Fans of Irish rock legends Thin Lizzy have been paying tribute to the band at an event in Belfast.
Phil Lynott formed Thin Lizzy in Dublin in 1971
The mother of frontman Phil Lynott travelled to the city to attend a special concert and take part in a show on BBC Radio Ulster.
Philomena Lynott campaigns against drug abuse, which she believes is getting worse.
Phil, 34, died of heart failure in a Wiltshire clinic in January 1986 after years of battling drug addiction.
Thin Lizzy broke up in 1983. Fans around the world have raised money for a statue of Phil to be erected in Dublin's Grafton Street later this year.
His mother said: "Philip loved Belfast - he absolutely loved it - and as a matter of fact, so do I.
"I try to tell young people the dangers of drugs - because the drugs killed him.
"He told all his friends not to let me know, and I used to say to Philip: 'Please never take heavy drugs'.
"The drugs are a killer and they are out there. They are in our schools - they are trapping our kids.

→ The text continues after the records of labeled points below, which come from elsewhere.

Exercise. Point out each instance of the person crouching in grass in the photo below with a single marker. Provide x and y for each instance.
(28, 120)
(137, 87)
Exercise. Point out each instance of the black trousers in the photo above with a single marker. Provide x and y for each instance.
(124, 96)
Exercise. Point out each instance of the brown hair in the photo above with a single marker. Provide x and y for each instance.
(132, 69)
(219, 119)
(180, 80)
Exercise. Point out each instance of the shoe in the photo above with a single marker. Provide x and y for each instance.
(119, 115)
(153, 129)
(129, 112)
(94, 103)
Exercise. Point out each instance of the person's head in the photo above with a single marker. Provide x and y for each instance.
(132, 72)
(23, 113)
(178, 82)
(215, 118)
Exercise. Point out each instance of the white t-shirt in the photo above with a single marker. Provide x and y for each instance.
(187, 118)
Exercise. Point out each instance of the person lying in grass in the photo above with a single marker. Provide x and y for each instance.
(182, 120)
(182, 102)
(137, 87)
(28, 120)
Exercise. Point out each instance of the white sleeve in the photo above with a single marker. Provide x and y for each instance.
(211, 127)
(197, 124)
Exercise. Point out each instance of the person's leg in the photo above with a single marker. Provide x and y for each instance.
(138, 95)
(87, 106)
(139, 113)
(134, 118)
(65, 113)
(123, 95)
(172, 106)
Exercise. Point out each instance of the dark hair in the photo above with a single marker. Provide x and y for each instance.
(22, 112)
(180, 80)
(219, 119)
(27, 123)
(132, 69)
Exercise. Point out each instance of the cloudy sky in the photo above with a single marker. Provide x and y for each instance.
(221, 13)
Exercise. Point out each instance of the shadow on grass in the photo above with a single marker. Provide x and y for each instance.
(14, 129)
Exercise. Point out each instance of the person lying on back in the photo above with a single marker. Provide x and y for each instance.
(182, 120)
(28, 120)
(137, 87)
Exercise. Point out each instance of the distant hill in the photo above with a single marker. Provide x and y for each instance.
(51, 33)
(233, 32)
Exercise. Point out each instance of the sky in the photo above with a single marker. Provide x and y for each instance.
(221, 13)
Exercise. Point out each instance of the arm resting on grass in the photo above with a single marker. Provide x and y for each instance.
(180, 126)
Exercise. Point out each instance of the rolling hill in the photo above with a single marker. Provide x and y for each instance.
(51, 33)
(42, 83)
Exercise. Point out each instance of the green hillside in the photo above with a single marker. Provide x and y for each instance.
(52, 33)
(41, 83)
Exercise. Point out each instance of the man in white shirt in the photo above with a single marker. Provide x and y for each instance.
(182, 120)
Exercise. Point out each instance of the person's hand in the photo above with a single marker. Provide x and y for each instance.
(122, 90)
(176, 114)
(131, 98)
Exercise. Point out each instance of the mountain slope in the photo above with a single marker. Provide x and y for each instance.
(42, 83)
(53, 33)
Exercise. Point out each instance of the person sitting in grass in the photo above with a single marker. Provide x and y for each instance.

"If I can stop one mother going through what I went through, then I can go to my grave happy."
Philomena was guest of honour at Friday night's event in Spring and Airbrake on Belfast's Ormeau Avenue.
The show was organised by Ivan Preston, co-owner of Belfast's Guitar Emporium.
"Thin Lizzy were a massive band in their time and continue to be so," he said.
"They had a very unique sound. They had a unique guitar sound with the twin guitars.
"But what I think made them so unique was the dulcet tones of Philip and that Dublin brogue coming through - you cannot mistake when you hear a Thin Lizzy song."
Last August, Thin Lizzy's Live and Dangerous LP was voted the best live rock album by readers of a music magazine.